One key emotional difficulty is that constantly attacking problems is kind of depressing: it never seems to work. There are no solutions, only countermeasures. And when these problems are core to the business (ie, source of competitive advantage), well, they’re not easy t solve routinely and more often than not, the subjective impression is that we’re failing. Again. (What do you mean the 5S has come backwards? or the pull system is down? or there a new quality problems in the red bins? we need to do this AGAIN?)

And yet, through the grind of the cycles of kaizen although we feel like we’re failing or floundering, the overall capability improves and results start soaring. It’s bizarre. Oddly enough, the people within the system (those being constantly asked to solve problems) more often than not do not see the link. Yet, reaching out for perfection by all people all the time is what produces results, not reaching it sporadically here and there.

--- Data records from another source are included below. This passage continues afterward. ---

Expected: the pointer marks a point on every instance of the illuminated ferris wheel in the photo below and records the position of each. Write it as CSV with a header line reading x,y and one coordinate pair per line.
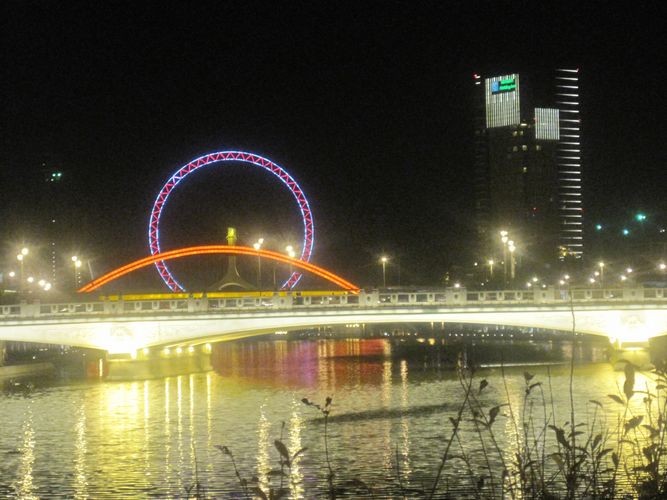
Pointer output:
x,y
222,157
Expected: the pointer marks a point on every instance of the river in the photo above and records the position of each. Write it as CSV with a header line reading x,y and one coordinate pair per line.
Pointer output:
x,y
390,418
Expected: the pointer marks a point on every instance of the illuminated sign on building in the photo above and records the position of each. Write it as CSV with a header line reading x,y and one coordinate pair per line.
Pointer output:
x,y
502,101
507,85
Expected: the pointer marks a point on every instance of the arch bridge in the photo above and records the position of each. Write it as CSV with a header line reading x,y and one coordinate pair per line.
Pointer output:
x,y
129,324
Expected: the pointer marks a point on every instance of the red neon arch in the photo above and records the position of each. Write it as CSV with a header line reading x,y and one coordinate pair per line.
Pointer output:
x,y
217,249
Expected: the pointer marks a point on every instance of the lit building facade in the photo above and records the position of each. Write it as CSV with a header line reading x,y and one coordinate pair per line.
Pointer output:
x,y
528,167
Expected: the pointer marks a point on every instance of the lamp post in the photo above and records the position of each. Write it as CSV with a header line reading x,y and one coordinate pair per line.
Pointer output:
x,y
512,249
77,263
383,261
257,246
290,253
21,257
504,238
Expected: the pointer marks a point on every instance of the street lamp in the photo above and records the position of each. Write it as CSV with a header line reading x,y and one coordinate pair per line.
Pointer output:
x,y
77,264
257,246
290,253
504,238
384,261
21,258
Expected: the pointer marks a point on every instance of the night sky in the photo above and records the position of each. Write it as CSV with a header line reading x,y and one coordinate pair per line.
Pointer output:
x,y
366,104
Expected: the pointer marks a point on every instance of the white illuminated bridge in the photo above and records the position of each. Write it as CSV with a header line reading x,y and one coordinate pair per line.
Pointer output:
x,y
121,326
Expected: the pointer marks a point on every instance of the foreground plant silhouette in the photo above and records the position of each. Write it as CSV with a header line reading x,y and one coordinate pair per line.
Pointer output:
x,y
549,459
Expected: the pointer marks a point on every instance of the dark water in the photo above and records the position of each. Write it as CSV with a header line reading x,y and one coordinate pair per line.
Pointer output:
x,y
157,437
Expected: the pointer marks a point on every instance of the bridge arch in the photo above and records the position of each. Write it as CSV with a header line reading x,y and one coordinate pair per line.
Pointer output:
x,y
217,249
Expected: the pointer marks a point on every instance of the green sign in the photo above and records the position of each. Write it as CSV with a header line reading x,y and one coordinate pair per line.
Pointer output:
x,y
507,85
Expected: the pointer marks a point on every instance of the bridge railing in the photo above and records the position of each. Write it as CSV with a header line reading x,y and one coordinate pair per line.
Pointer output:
x,y
450,297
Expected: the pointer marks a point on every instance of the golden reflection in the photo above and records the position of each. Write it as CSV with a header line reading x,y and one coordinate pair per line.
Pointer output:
x,y
179,426
147,435
25,487
167,433
80,451
295,427
191,427
263,446
209,420
405,422
387,455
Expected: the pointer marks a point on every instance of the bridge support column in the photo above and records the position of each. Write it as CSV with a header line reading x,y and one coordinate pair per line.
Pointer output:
x,y
162,363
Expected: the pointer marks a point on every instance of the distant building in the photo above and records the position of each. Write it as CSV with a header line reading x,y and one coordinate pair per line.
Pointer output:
x,y
52,209
528,166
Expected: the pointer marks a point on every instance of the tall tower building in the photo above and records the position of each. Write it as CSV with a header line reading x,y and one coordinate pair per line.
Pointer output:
x,y
569,162
528,166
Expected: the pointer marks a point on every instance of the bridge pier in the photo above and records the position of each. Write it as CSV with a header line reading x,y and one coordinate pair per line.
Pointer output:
x,y
163,363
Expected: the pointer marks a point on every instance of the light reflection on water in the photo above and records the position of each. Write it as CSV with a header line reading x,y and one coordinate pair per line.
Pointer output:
x,y
157,437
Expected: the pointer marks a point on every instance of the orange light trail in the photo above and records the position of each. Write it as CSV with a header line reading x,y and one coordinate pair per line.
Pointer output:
x,y
217,249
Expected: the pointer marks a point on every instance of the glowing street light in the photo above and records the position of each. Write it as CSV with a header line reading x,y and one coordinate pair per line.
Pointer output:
x,y
77,264
504,239
258,246
512,248
290,253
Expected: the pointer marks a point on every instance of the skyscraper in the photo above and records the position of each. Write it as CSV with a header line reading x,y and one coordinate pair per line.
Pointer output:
x,y
528,166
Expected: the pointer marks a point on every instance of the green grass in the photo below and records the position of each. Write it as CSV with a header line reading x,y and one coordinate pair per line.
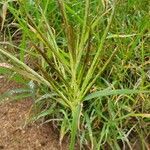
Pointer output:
x,y
92,68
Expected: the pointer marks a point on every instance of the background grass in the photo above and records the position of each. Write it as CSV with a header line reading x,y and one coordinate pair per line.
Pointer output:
x,y
74,52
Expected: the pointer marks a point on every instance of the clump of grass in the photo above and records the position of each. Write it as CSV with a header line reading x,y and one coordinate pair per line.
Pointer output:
x,y
87,77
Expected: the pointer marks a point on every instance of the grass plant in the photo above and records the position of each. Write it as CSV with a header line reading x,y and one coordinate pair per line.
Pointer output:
x,y
92,75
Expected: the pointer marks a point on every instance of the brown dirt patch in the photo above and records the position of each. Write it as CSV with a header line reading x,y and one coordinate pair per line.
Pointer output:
x,y
13,134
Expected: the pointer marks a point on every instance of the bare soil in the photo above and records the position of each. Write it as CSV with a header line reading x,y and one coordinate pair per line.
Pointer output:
x,y
13,134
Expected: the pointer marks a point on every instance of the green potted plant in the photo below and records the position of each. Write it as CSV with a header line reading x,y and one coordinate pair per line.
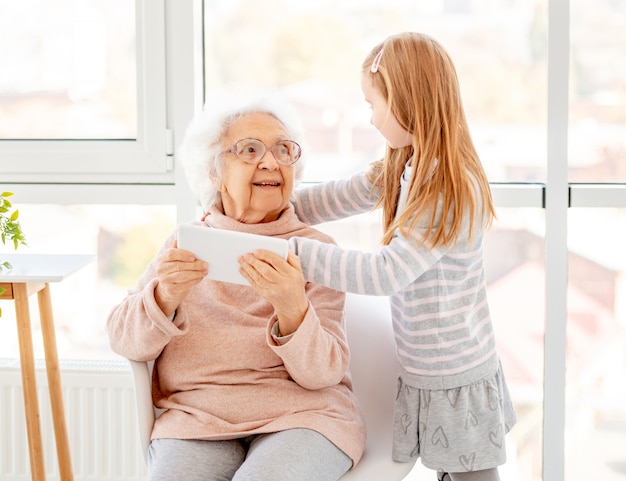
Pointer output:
x,y
10,229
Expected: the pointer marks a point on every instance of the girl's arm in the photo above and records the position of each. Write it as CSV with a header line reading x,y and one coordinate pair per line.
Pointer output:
x,y
335,199
383,273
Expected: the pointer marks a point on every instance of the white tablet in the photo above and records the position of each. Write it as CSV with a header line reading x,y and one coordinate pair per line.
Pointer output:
x,y
221,249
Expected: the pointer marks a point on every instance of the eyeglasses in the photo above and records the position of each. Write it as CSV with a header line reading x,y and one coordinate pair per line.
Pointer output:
x,y
251,151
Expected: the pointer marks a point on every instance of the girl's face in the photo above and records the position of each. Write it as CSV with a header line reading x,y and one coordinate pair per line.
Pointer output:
x,y
382,118
260,192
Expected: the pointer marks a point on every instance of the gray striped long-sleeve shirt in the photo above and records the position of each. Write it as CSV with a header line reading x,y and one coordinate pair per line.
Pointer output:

True North is essential to communicate this stretching towards perfection. Without true north, problem solving because yet another corporate raindance, formalized behaviour as we see too often with “lean” implementations. The first time I came across a true North specific description was Hajime Ohba’s slide:

WHAT WE NEED TO DO, NOT WHAT WE CAN DO:

Customer satisfaction:

0 defects

100% value added

1×1, in sequence, on demand

Human development:

Physical & Mental Safety

Security

Professional Challenge

Everyone, every minute, every day,

Another form of true north is practiced by lean CEOs who will aime to:

Reduce accidents by 50% a year every year,

Reduce quality incidents by 50% a year every year

Reduce inventory by 20% a year every year

Improve productivity by 15% a year every year

As they stretch for such goals, they know that their growth is dependent on their customer lead-time and quality, and that if they can’t reach the goal they need to hansei and look for a different way of doing things.

So, I’ve come to believe that without true north there can’t be any meaningful kaizen because people will protect themselves from failure in any way they can. In reaching for True North, sure we fail – it would be hubris to expect different – but we also know that we’re working for larger stakes, that there is something profoundly esthetic and, yes, human, about the job and how we go about it. True North is what makes us all belong to the same project of constant search of perfection.